I don’t think DVF’s words could be more appropriate after what happened in Boston last week.  At the risk of sounding morbid, the marathon bombings made it profoundly clear to me that none of us *really* knows how much longer we get to be here… It could be 50 more years, or it could be 50 more seconds.  And while that is a tough pill to swallow, my GOODNESS.  When you think about it that way, doesn’t it make you want to smile at everyone you see, squeeze everyone you love, put your face towards the sun, take deeper breaths…  maybe do a little jig on the street, like this little nugget?  (That is SJP‘s daughter, Tabitha.)  BAH! This kid has it all figured out.  I’m certain of it.

Surely we all have plenty on our plates that we can choose to let consume us with worry: next week’s HUGE meeting, finances, the number on the scale, the fact that the dog just chewed the legs off the couch – whatever.  Or (!!%^&$#!), we can choose to do the absolute best we can where each of those things are concerned… (exhale), and then let ’em go.  Because in the end, they’re trivial and they don’t really matter. So, nobody asked my opinion, but here it is anyhow:  I’m with Diane.  I think we oughta all make the choice to be in a good mood, find some sublime in the every day ordinary and enjoy our lives exactly as they are.

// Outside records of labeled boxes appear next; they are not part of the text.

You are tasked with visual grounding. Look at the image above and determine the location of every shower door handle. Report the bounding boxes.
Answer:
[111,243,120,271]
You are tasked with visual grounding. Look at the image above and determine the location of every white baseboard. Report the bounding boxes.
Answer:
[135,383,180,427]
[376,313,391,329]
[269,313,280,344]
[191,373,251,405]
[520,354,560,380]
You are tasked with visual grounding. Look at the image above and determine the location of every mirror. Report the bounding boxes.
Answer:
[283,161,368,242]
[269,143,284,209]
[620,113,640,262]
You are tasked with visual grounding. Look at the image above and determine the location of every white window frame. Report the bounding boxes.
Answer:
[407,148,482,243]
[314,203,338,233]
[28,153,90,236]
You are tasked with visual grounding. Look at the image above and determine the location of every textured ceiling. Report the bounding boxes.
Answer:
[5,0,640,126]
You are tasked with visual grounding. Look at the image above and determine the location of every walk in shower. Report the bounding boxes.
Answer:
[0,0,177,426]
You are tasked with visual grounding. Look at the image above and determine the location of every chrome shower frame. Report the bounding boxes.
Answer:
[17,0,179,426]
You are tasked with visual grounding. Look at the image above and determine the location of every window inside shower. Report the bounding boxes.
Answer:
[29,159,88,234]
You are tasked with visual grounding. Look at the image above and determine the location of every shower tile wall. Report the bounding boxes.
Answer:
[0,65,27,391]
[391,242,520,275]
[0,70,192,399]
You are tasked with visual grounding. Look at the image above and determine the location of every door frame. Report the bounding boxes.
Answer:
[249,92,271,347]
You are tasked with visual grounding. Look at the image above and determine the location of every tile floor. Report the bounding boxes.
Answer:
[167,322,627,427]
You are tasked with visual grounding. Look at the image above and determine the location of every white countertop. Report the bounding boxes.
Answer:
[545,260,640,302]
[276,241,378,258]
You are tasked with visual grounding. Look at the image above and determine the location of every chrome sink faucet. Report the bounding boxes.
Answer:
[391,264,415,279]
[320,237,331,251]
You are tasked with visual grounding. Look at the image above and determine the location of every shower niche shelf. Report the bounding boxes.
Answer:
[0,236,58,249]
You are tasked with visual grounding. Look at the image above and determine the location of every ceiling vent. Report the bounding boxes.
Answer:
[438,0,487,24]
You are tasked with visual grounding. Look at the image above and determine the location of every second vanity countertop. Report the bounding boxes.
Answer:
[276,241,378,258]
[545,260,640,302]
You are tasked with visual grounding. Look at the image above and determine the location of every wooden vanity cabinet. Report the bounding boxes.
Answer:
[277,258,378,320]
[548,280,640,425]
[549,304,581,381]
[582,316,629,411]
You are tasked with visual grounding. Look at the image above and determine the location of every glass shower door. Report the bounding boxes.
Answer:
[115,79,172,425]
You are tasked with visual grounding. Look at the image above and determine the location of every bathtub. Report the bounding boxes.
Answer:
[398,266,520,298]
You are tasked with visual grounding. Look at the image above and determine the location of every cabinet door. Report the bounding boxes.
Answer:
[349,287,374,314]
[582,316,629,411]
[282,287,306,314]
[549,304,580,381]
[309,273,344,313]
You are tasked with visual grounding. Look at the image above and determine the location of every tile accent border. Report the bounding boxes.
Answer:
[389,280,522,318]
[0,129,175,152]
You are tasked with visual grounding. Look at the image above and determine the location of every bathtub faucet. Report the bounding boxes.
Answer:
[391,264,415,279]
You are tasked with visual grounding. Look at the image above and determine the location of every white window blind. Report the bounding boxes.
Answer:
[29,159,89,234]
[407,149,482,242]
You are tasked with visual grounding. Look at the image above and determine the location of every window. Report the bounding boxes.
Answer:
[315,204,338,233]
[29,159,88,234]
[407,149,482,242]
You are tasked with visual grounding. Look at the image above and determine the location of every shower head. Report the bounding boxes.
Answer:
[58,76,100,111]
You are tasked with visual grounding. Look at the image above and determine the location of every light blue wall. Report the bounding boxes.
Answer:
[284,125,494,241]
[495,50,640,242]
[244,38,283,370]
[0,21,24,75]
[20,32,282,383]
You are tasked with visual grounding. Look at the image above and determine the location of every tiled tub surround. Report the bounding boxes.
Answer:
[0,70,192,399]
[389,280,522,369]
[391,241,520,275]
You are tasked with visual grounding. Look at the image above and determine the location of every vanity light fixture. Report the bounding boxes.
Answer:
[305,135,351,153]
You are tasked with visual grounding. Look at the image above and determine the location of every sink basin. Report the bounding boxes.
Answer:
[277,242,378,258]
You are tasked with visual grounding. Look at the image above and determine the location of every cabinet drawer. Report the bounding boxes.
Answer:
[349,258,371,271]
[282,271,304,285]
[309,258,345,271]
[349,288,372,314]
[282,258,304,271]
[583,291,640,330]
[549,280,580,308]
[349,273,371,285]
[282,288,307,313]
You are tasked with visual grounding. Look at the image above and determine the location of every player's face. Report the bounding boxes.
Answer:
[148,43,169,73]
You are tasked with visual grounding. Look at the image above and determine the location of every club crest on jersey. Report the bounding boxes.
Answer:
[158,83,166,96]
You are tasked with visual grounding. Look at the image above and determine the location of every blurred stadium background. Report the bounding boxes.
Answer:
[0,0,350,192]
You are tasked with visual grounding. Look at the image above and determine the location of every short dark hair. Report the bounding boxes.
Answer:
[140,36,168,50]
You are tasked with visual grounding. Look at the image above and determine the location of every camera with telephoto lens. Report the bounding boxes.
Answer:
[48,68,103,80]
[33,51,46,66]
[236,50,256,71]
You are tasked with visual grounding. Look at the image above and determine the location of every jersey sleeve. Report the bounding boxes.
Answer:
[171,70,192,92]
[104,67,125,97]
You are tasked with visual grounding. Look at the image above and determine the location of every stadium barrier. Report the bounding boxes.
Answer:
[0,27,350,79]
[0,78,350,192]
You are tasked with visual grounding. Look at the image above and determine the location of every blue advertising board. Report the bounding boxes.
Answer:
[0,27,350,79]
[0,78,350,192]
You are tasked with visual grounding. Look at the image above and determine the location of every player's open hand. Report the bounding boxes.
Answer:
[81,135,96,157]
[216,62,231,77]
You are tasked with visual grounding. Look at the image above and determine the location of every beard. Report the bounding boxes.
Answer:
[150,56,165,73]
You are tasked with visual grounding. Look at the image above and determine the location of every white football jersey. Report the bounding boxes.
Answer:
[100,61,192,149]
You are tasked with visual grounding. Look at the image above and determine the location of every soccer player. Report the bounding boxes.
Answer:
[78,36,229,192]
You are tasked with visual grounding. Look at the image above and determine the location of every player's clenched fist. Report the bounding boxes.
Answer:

Okay here – I’ll start.  Off the top of my head from the past week, some of mine are:

1.  Watching my golden retriever, Gus, cheerfully frolic and gallup and buck around the backyard like an absolute lunatic because we just got home.  I’m keenly aware that my little man won’t be around forever, and it makes me love the everloving bejesus out of him a little bit more every day.

2.  Sitting at the movies with Matt and hugging his cashmere-sweater-clad, (buff… rawr) arm, inhaling his cologne, and hardly being able to remember a time when I didn’t know him.

3.  Listening to my Dad chuckle a hearty, country-boy chuckle after he just made a dirty joke.

4.  How inexplicably sweet and delicious the first sip of a cocktail is at the end of the day.  Out here.

5.  The smell of coffee, the dull gurgle of it while it brews and the sound of lawnmowers humming outside on sunny Saturday mornings.

It all just doesn’t suck, kids!  I’m just sayin’.  I’m sure we all have a lot we could complain about, but today we’re all still here, and that in and of itself is outstanding. So I think we all oughta be really nice to each other and make the absolute best of what we’ve got, whatever that may be.  Hi-5’s all around.

So those were my subliminally ordinary favorite things…  what are yours??